Introduction to Data Science: Data Analysis and Prediction Algorithms with R
暫譯: 數據科學入門:使用 R 進行數據分析與預測演算法

Irizarry, Rafael A.

買這商品的人也買了...

相關主題

商品描述

Introduction to Data Science: Data Analysis and Prediction Algorithms with R introduces concepts and skills that can help you tackle real-world data analysis challenges. It covers concepts from probability, statistical inference, linear regression, and machine learning. It also helps you develop skills such as R programming, data wrangling, data visualization, predictive algorithm building, file organization with UNIX/Linux shell, version control with Git and GitHub, and reproducible document preparation.

 

This book is a textbook for a first course in data science. No previous knowledge of R is necessary, although some experience with programming may be helpful. The book is divided into six parts: R, data visualization, statistics with R, data wrangling, machine learning, and productivity tools. Each part has several chapters meant to be presented as one lecture.

 

The author uses motivating case studies that realistically mimic a data scientist's experience. He starts by asking specific questions and answers these through data analysis so concepts are learned as a means to answering the questions. Examples of the case studies included are: US murder rates by state, self-reported student heights, trends in world health and economics, the impact of vaccines on infectious disease rates, the financial crisis of 2007-2008, election forecasting, building a baseball team, image processing of hand-written digits, and movie recommendation systems.

 

The statistical concepts used to answer the case study questions are only briefly introduced, so complementing with a probability and statistics textbook is highly recommended for in-depth understanding of these concepts. If you read and understand the chapters and complete the exercises, you will be prepared to learn the more advanced concepts and skills needed to become an expert.

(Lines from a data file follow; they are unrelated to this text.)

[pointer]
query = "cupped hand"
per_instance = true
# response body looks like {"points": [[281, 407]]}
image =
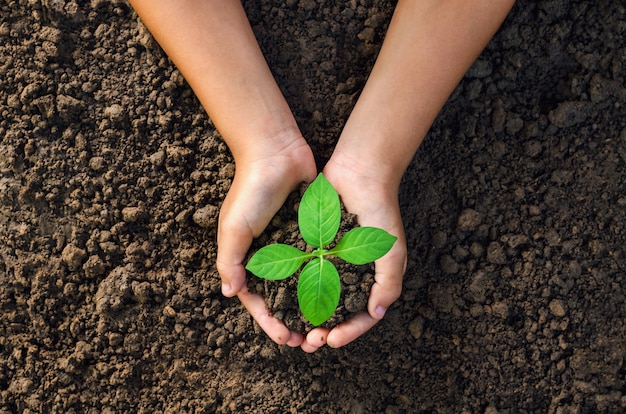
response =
{"points": [[259, 189], [375, 203]]}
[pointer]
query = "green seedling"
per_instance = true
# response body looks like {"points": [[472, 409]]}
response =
{"points": [[319, 286]]}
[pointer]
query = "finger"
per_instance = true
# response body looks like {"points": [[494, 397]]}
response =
{"points": [[348, 331], [295, 339], [231, 251], [273, 327], [388, 280], [315, 340]]}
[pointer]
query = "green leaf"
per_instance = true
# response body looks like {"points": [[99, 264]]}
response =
{"points": [[318, 290], [363, 245], [276, 261], [319, 213]]}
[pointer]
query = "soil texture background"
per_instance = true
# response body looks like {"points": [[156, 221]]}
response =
{"points": [[112, 175]]}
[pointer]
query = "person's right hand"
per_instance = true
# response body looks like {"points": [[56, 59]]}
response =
{"points": [[259, 189]]}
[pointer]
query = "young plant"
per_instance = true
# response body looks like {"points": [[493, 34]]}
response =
{"points": [[319, 216]]}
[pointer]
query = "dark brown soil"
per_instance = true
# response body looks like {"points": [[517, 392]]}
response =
{"points": [[111, 176]]}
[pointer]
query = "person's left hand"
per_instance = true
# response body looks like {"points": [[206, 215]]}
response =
{"points": [[375, 203]]}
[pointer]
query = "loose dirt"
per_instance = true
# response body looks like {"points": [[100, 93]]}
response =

A complete solutions manual is available to registered instructors who require the text for a course.

商品描述(中文翻譯)

《數據科學導論:使用 R 的數據分析與預測演算法》介紹了可以幫助您應對現實世界數據分析挑戰的概念和技能。它涵蓋了概率、統計推斷、線性回歸和機器學習等概念。它還幫助您發展如 R 程式設計、數據整理、數據視覺化、預測演算法構建、使用 UNIX/Linux shell 的文件組織、使用 Git 和 GitHub 的版本控制,以及可重複文檔準備等技能。

這本書是數據科學入門課程的教科書。雖然不需要具備 R 的先前知識,但一些程式設計經驗可能會有所幫助。該書分為六個部分:R、數據視覺化、使用 R 的統計、數據整理、機器學習和生產力工具。每個部分都有幾個章節,旨在作為一堂講座呈現。

作者使用了激勵性的案例研究,真實地模擬數據科學家的經驗。他首先提出具體問題,然後通過數據分析來回答這些問題,因此概念的學習是為了回答這些問題。案例研究的例子包括:美國各州的謀殺率、自報的學生身高、全球健康與經濟的趨勢、疫苗對傳染病率的影響、2007-2008 年的金融危機、選舉預測、建立棒球隊、手寫數字的影像處理,以及電影推薦系統。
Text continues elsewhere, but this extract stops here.